There are several types of impingement that can occur in the ankle
joint, including anterior, anterolateral, anteromedial, posterior, and
posteromedial impingement . Anterolateral ankle impingement is
often considered to be a result of abnormal soft tissue. The current
study revealed that osteocartilaginous tissues are potentially associated
with clinical pain. As with anterior impingement, bony injury and
cartilage damage result in anterolateral osteophytes with associated
synovitis and scarring of the soft tissue. To better treat the underlying
pathologic condition, anterolateral impingement should be considered
a result of both soft tissue and osteocartilaginous growth. When
evaluating these lesions, one must consider the fact that these soft
tissue and osteochondral abnormalities may be old and asymptomatic.
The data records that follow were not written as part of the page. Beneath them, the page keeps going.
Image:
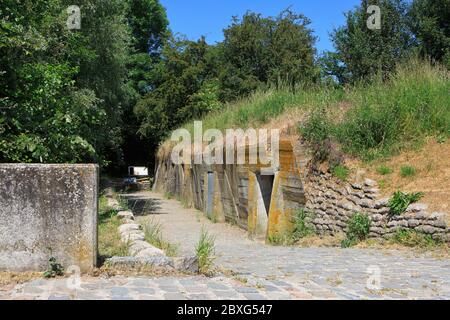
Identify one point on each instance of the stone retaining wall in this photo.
(333, 202)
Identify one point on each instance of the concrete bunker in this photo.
(265, 182)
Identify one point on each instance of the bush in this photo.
(400, 201)
(358, 228)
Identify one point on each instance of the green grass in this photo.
(382, 118)
(109, 242)
(407, 171)
(153, 235)
(400, 201)
(205, 251)
(340, 172)
(384, 170)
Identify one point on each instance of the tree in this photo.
(430, 22)
(258, 51)
(62, 91)
(183, 88)
(365, 52)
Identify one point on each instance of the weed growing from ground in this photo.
(400, 201)
(55, 269)
(407, 171)
(205, 251)
(358, 228)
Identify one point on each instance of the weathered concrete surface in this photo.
(48, 211)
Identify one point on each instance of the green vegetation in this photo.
(340, 172)
(358, 228)
(205, 251)
(109, 241)
(55, 269)
(124, 81)
(383, 170)
(400, 201)
(407, 171)
(153, 235)
(412, 238)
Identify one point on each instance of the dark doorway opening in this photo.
(266, 186)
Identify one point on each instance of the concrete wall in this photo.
(48, 211)
(298, 184)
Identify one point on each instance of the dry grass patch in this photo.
(14, 278)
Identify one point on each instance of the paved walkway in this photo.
(254, 270)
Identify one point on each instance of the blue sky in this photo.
(194, 18)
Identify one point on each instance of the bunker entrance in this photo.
(266, 185)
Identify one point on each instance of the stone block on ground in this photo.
(186, 263)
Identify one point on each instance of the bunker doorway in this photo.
(266, 186)
(210, 195)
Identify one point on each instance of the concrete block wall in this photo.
(298, 184)
(48, 211)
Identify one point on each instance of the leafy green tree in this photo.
(62, 91)
(430, 22)
(258, 51)
(183, 88)
(364, 52)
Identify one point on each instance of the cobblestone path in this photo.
(255, 270)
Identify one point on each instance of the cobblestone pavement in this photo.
(260, 271)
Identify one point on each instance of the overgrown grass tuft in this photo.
(303, 226)
(407, 171)
(341, 172)
(384, 170)
(205, 251)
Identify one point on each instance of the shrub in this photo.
(407, 171)
(383, 170)
(358, 228)
(400, 201)
(205, 250)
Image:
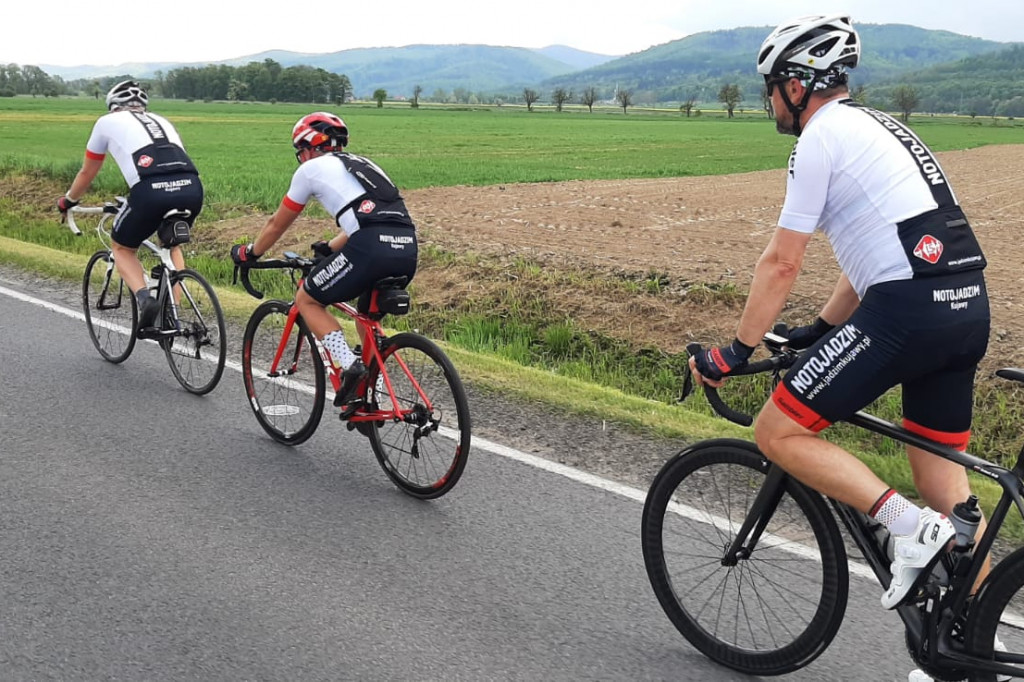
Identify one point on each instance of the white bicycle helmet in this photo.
(817, 43)
(125, 93)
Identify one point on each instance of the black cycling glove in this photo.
(716, 363)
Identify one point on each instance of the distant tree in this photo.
(905, 99)
(730, 96)
(529, 96)
(625, 98)
(588, 98)
(560, 96)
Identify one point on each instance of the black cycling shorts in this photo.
(150, 200)
(370, 254)
(927, 335)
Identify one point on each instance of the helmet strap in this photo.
(798, 109)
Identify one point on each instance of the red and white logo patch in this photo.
(929, 249)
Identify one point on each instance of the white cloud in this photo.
(111, 32)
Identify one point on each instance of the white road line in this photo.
(531, 460)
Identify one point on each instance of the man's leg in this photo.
(326, 328)
(817, 463)
(128, 266)
(942, 483)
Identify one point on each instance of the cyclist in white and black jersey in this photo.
(376, 238)
(160, 176)
(910, 306)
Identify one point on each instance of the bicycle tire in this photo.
(197, 354)
(111, 310)
(288, 407)
(710, 487)
(997, 610)
(428, 465)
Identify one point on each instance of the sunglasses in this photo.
(770, 83)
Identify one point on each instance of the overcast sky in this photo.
(114, 32)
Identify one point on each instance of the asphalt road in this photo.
(150, 534)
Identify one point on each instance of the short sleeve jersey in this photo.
(339, 190)
(855, 174)
(123, 134)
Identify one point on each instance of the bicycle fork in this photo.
(757, 519)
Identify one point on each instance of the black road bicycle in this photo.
(190, 328)
(750, 566)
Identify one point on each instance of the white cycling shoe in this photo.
(919, 675)
(913, 555)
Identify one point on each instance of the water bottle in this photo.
(966, 518)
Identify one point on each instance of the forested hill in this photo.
(698, 65)
(983, 85)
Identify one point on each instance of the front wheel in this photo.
(111, 310)
(995, 620)
(769, 612)
(198, 350)
(283, 373)
(423, 452)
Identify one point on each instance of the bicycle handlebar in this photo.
(781, 358)
(291, 260)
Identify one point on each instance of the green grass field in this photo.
(244, 153)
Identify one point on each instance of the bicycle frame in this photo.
(933, 623)
(107, 212)
(372, 334)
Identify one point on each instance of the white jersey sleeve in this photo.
(121, 134)
(326, 179)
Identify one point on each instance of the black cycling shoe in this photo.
(350, 379)
(147, 311)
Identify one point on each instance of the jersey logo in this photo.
(929, 249)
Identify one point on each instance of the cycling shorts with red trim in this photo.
(927, 335)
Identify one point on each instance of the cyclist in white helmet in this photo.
(376, 236)
(160, 176)
(910, 307)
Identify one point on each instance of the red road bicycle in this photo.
(413, 406)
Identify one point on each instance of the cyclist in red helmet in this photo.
(160, 176)
(376, 238)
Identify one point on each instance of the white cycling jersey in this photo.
(124, 134)
(856, 174)
(351, 188)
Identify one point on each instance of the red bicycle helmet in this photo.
(320, 130)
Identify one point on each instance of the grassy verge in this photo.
(552, 385)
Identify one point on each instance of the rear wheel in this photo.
(424, 453)
(198, 351)
(997, 615)
(769, 612)
(111, 311)
(285, 392)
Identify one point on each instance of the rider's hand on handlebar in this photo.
(64, 205)
(322, 249)
(243, 255)
(711, 365)
(804, 337)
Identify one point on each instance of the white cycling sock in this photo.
(896, 513)
(341, 354)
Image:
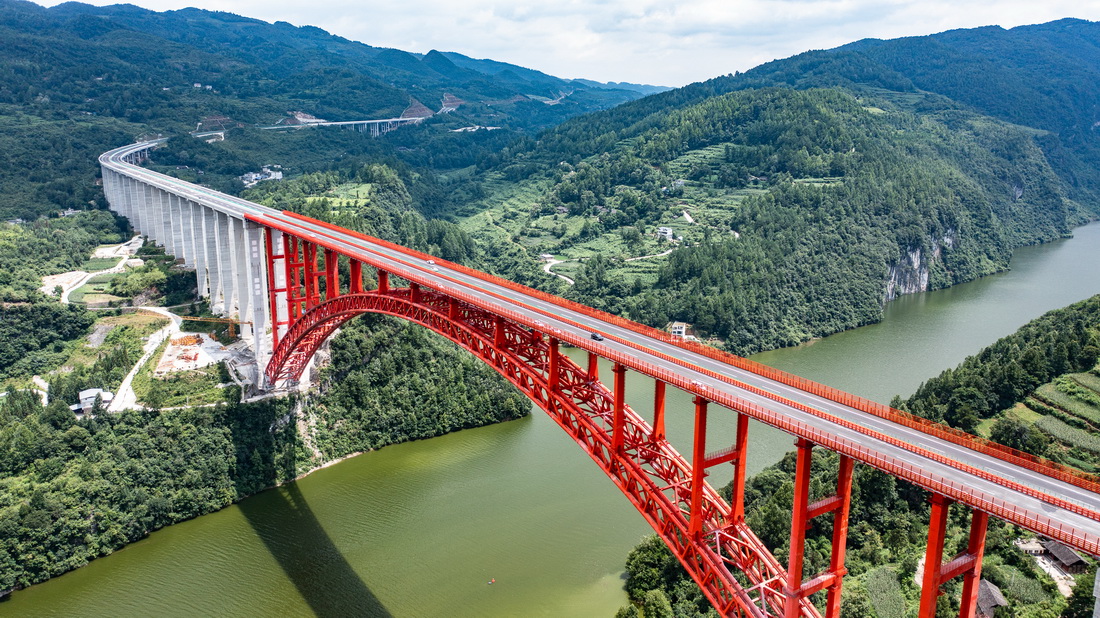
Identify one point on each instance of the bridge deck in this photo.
(1018, 494)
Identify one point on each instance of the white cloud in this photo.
(641, 41)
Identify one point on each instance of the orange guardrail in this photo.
(1042, 465)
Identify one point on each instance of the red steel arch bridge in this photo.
(297, 279)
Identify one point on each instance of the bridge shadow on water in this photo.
(289, 529)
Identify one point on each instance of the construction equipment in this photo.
(230, 321)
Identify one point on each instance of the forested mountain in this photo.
(811, 190)
(1037, 389)
(76, 80)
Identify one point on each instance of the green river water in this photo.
(419, 529)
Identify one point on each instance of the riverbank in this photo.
(443, 516)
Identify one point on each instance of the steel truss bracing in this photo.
(707, 534)
(290, 277)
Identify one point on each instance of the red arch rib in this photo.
(653, 476)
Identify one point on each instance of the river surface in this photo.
(419, 529)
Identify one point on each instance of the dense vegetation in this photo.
(34, 328)
(1037, 390)
(76, 80)
(811, 208)
(889, 518)
(72, 490)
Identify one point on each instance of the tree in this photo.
(656, 605)
(1081, 603)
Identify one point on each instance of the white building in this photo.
(88, 400)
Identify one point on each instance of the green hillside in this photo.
(806, 210)
(76, 80)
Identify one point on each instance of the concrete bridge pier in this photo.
(227, 252)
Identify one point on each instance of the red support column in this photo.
(309, 258)
(839, 536)
(971, 576)
(658, 410)
(292, 264)
(934, 555)
(799, 520)
(618, 420)
(498, 340)
(740, 445)
(697, 470)
(356, 276)
(272, 290)
(331, 274)
(554, 368)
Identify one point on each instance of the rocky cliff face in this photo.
(911, 274)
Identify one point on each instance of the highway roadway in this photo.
(641, 352)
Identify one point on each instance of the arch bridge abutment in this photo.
(295, 296)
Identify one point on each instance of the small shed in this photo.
(88, 399)
(1065, 556)
(989, 598)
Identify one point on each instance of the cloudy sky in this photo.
(669, 43)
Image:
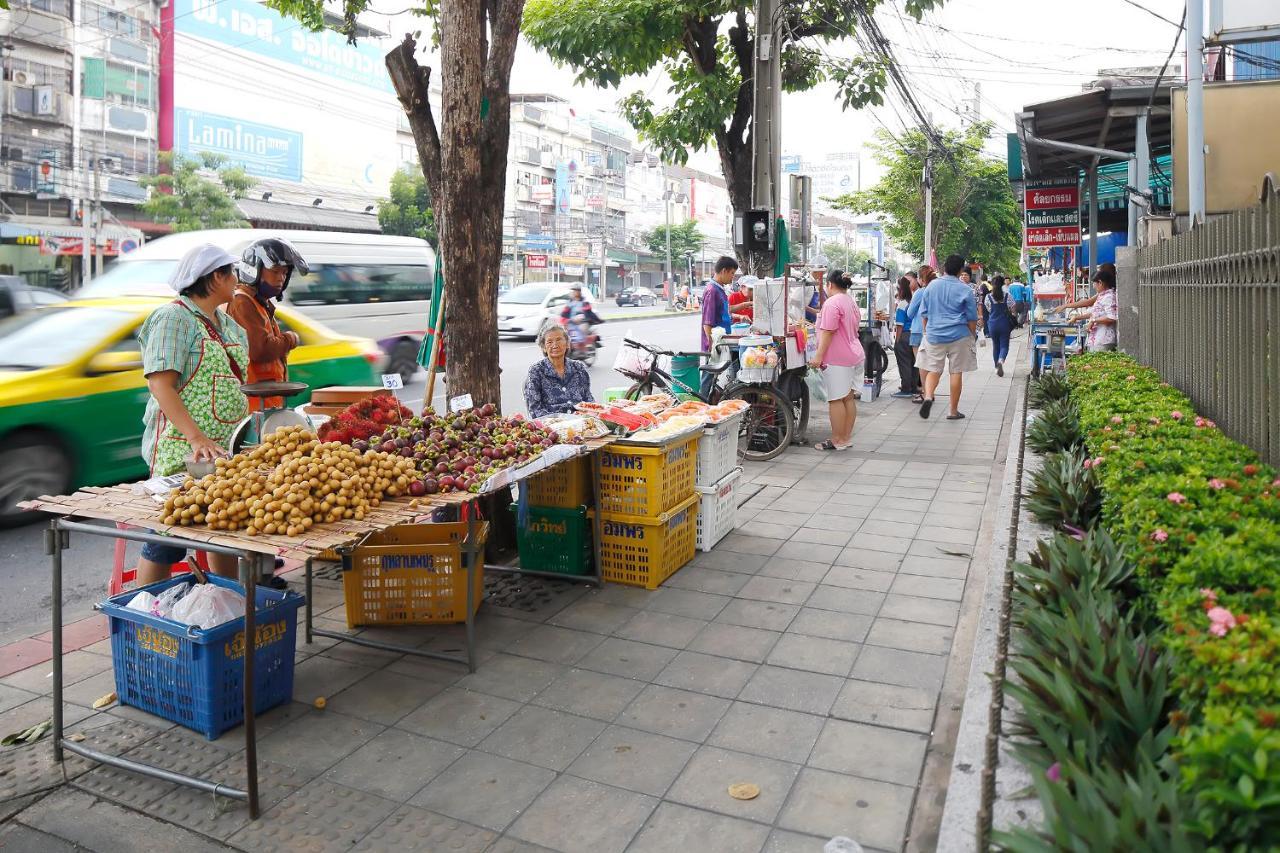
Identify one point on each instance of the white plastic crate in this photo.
(717, 451)
(717, 515)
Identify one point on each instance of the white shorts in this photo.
(840, 381)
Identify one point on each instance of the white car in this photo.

It is crucial to carefully assess ankle status by evaluating changes in
physical activity and time course following acute injury.
This study has several limitations. All abnormal findings are poorly defined, and the best method of assessing these abnormalities remains controversial. In fact, in some cases, the same pathologic findings, such as an abnormal ATFL, showed no correlation with clinical pain when diagnosed by MRI but did correlate when diagnosed arthroscopically. Another limitation is that only a small number of patients were reviewed, and this study was retrospective in design. Future prospective clinical trials enrolling a larger population, and taking into account the patient’s duration of symptoms in relation to injury and activity level, are warranted.
In conclusion, patients affected by anterolateral ankle pain have intra-articular pathologic findings that may include both soft tissue and osteocartilaginous tissue abnormalities. In the anterolateral ankle, pain in the lateral shoulder region and the ATFL region showed different clinical findings. Although abnormal soft tissue was thought to be the cause of clinical pain in the lateral shoulder region, abnormal osteocartilaginous tissues were more common in the ATFL region. Inappropriate care resulting in scar tissue formation and the presence of microinstability are possible origins of abnormal findings. Future studies assessing the most beneficial treatment modalities for ankle injury are warranted.
The authors declare no potential conflicts of interest with respect to the research, authorship, and/or publication of this study.
The authors received no financial support for the research, authorship, and/or publication of this study.